Question

100 mL of 0.04 N HCl aqueous solution is mixed with 100 mL of 0.02 N NaOH solution. The pH of the resulting solution is:

• A. 1.0
• B. 1.7
• C. 2.0
• D. 2.3

Hint:

When mixing an acid and a base, the pH of the resulting solution depends on the remaining concentration of H\(^+\) or OH\(^-\) after neutralization.

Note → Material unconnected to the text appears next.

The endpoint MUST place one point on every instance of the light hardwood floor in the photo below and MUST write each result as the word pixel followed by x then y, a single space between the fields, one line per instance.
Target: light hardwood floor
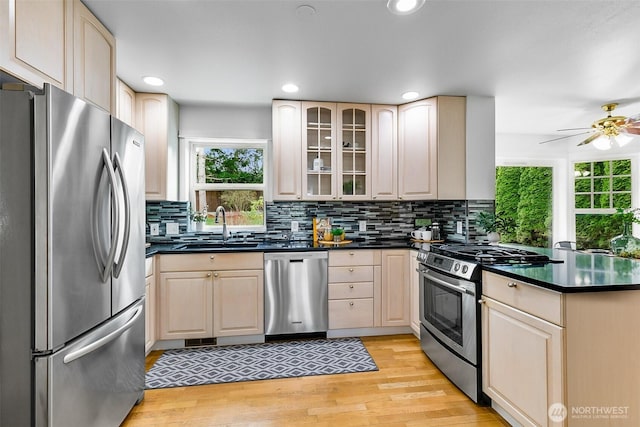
pixel 407 391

The pH can be calculated using the formula: \[ \text{pH} = \log [\text{H}^+]. \]

Answer 1

The Correct Option is C

Step 1: Understanding the Problem 
We are mixing 100 mL of 0.04 N HCl with 100 mL of 0.02 N NaOH. We need to find the pH of the resulting solution. 
Step 2: Calculating the Moles of H\(^+\) and OH\(^-\) 
Moles of H\(^+\) from HCl: \[ \text{Moles of H}^+ = 0.04 \, \text{N} \times 0.1 \, \text{L} = 0.004 \, \text{moles}. \] 
Moles of OH\(^-\) from NaOH: \[ \text{Moles of OH}^-= 0.02 \, \text{N} \times 0.1 \, \text{L} = 0.002 \, \text{moles}. \] 
Step 3: Determining the Remaining Moles of H\(^+\) 
The reaction between H\(^+\) and OH\(^-\) is: \[ \text{H}^+ + \text{OH}^-\rightarrow \text{H}_2\text{O}. \] 
Moles of H\(^+\) remaining after the reaction: \[ \text{Remaining moles of H}^+ = 0.004 - 0.002 = 0.002 \, \text{moles}. \] 
Step 4: Calculating the Concentration of H\(^+\) 
Total volume of the resulting solution: \[ 100 \, \text{mL} + 100 \, \text{mL} = 200 \, \text{mL} = 0.2 \, \text{L}. \] 
Concentration of H\(^+\): \[ [\text{H}^+] = \frac{0.002 \, \text{moles}}{0.2 \, \text{L}} = 0.01 \, \text{M}. \] 
Step 5: Calculating the pH 
The pH is given by: \[ \text{pH} = \log [\text{H}^+]. \] 
Substituting the concentration of H\(^+\): \[ \text{pH} = \log (0.01) = 2.0. \] 
Step 6: Matching with the Options 
The calculated pH is 2.0, which corresponds to option (C). Final Answer: The pH of the resulting solution is (C) 2.0.